Attention visualization looks deceptively simple: just plot which tokens attend to which. In practice, a 32-layer, 32-head transformer produces 1,024 attention matrices for a single input, which is less "insightful heatmap" and more "wall of colored noise" without careful filtering.
The following table summarizes these common attention head types, noting where each typically appears and what computational role it serves.
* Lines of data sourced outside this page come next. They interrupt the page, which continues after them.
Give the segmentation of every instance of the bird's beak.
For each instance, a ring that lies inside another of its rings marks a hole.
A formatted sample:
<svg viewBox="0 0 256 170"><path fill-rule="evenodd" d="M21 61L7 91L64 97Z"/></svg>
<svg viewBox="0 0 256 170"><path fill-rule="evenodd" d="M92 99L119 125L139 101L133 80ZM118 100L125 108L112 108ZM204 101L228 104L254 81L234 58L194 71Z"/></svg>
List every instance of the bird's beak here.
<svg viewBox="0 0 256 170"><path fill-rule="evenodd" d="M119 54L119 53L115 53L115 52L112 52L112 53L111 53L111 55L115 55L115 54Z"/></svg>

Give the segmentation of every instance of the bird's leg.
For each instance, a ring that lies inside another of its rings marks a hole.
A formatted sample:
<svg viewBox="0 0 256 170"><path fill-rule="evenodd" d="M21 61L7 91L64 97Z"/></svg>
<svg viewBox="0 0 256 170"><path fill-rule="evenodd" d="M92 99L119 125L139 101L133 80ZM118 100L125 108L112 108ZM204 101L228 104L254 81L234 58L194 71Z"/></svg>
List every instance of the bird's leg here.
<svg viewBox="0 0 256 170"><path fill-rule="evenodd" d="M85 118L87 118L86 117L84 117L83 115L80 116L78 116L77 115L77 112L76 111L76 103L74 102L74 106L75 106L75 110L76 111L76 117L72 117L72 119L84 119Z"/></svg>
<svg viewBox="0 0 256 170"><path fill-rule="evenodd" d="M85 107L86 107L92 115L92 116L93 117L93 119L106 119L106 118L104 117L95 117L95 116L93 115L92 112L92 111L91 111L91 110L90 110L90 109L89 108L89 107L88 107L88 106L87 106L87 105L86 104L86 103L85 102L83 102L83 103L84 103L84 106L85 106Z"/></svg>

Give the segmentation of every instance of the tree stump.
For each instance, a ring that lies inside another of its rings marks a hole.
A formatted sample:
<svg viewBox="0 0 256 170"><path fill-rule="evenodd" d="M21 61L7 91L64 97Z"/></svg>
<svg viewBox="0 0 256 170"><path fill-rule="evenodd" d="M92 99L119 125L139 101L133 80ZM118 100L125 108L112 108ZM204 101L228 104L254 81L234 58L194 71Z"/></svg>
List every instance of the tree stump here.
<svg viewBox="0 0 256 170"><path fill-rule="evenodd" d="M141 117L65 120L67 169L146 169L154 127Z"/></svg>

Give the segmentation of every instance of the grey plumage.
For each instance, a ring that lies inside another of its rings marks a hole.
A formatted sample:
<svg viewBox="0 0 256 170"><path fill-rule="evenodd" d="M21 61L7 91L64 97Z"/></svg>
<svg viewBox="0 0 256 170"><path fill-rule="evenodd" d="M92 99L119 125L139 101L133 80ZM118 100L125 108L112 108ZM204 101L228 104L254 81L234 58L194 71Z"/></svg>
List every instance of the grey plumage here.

| Pattern | Layer Position | Function | Importance |
|---|---|---|---|
| Previous-token | Early (L0-L2) | Local context aggregation | Foundation for n-gram statistics |
| Induction heads | Early-mid (L1-L6) | Pattern copying from context | Core mechanism for in-context learning |
| Positional/sink | All layers | Attend to BOS or delimiters | Default when no specific pattern matches |
| Duplicate-token | Mid layers | Flag repeated tokens | Important for copy and repetition tasks |
| Semantic | Late layers | Attend to related meaning | Task-specific information retrieval |
Attention weights show where the model "looks" but not what it "sees." High attention to a token does not necessarily mean that token is important for the prediction. For example, many heads attend strongly to the beginning-of-sequence token or punctuation marks, not because these tokens carry useful information, but because the model uses them as a "default" when no specific pattern is relevant. The value vectors determine what information is extracted, and the subsequent feed-forward layers further transform the representation. Jain and Wallace (2019) demonstrated that randomly permuting attention weights often does not change the model's output, confirming that attention alone is an unreliable explanation. Use attention visualization as a starting point for investigation, not as definitive evidence of model reasoning.
1.2 The Attention Debate: 2024-2025 Resolution
For years, the interpretability community was stuck in a binary argument: "attention is explanation" versus "attention is not explanation." Jain and Wallace (2019) argued the latter; Wiegreffe and Pinter (2019) pushed back with evidence that attention can be meaningful. By 2024-2025, a more nuanced consensus has emerged that transcends this binary framing. The short answer: attention weights alone are not explanations, but attention patterns combined with complementary methods (probing, ablation, circuit analysis) are genuinely informative.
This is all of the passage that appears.